# Capstone Project - The Battle of Neighborhoods (Week 1)

Now that you have been equipped with the skills and the tools to use location data to explore a geographical location, over the course of two weeks, you will have the opportunity to be as creative as you want and come up with an idea to leverage the Foursquare location data to explore or compare neighborhoods or cities of your choice or to come up with a problem that you can use the Foursquare location data to solve. If you cannot think of an idea or a problem, here are some ideas to get you started:

1. In Module 3, we explored New York City and the city of Toronto and segmented and clustered their neighborhoods. Both cities are very diverse and are the financial capitals of their respective countries. One interesting idea would be to compare the neighborhoods of the two cities and determine **how similar or dissimilar they are**. **Is New York City more like Toronto or Paris or some other multicultural city?** I will leave it to you to refine this idea.
2. In a city of your choice, if someone is looking to **open a restaurant**, where would you recommend that they open it?
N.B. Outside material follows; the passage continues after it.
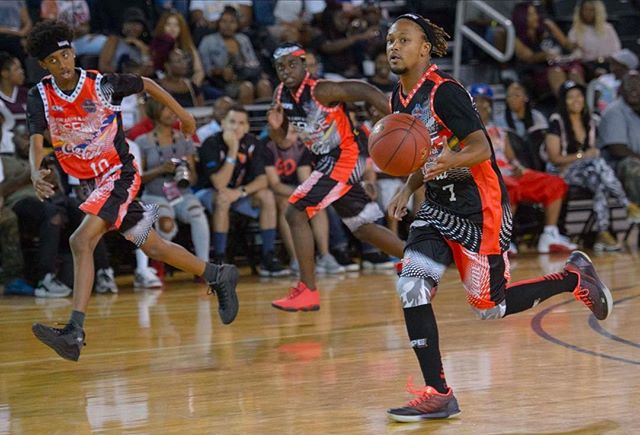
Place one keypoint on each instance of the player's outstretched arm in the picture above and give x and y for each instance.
(350, 91)
(162, 96)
Similarly, if **a contractor is trying to start their own business, where would you recommend that they setup their office?**
These are just a couple of many ideas and problems that can be solved using location data in addition to other datasets. No matter what you decide to do, make sure to provide sufficient justification of **why you think what you want to do or solve is important** and **why would a client or a group of people be interested in your project**.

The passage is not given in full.